(Parte 1:)
Filhorinhas 2 - Desejos imediatos
Como pai, fico a observar as crianças dos outros e como são criadas e educadas. (1)
Admiro as crianças japonesas, digo, as crianças filhas de pais de origem japonesa ou oriental, em geral. Pelo menos as que vejo aqui no Brasil e nos filmes. São quietas, caladas. Mesmo que inteligentes e arteiras, o respeito aos pais e tradição são marcantes, chamam a atenção. Não sei como eles, os pais, conseguem esse resultado, nem a que custo (de traumas, medos, ou censuras) para as crianças. Mas, como eu disse, fico com a impressão de que são quietas, caladas e respeitosas.

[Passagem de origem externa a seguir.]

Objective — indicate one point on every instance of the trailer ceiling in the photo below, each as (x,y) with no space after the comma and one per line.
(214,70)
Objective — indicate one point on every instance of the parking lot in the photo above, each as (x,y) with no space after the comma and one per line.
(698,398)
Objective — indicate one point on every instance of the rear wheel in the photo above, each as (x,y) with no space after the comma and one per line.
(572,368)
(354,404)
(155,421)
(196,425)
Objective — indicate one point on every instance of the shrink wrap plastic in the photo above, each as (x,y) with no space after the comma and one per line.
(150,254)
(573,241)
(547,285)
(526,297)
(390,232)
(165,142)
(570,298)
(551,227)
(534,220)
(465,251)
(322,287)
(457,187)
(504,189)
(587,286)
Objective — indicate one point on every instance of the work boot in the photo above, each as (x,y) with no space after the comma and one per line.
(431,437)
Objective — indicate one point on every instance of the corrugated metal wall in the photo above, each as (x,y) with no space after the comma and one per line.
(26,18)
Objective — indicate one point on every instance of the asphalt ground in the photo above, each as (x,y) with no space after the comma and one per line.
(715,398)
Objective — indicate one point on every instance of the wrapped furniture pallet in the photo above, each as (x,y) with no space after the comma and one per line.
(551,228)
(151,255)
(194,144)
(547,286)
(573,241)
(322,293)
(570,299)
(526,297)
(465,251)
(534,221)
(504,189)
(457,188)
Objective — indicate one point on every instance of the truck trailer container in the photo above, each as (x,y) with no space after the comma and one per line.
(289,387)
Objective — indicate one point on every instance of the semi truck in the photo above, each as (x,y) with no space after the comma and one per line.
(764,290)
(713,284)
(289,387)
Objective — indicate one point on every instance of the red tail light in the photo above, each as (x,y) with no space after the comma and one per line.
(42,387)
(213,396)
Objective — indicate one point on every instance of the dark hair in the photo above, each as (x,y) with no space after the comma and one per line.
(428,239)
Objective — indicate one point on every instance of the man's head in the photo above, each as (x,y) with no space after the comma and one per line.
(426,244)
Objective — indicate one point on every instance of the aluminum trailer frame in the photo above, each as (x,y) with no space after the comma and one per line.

As crianças pobres, isto é, criadas (se é que pode-se assim dizer, talvez largadas seja palavra mais apropriada) por famílias de baixíssimo poder aquisitivo, também me revelam uma característica comum: parece que são mais pacientes, se contentam com muito pouco, e, com o pouco que têm, se enchem de imaginação para criar seu universo e brincadeiras para encher seu tempo. Se isto nem podem, ficam a fazer nada, com uma paciência e inatividade incrível. Certamente, não lhes sobram opções, mas aprendem rápido a se adequar - ou se conformar, não sei.
Comparativamente, as crianças mais "afortunadas", criadas por pais que lhes desejam tudo de bom ou facilidades que não tiveram enquanto crianças, são mais exigentes: querem de tudo, e sempre, e mais. Nunca se contentam e quase sempre se frustram quando não conseguem aquilo que desejam.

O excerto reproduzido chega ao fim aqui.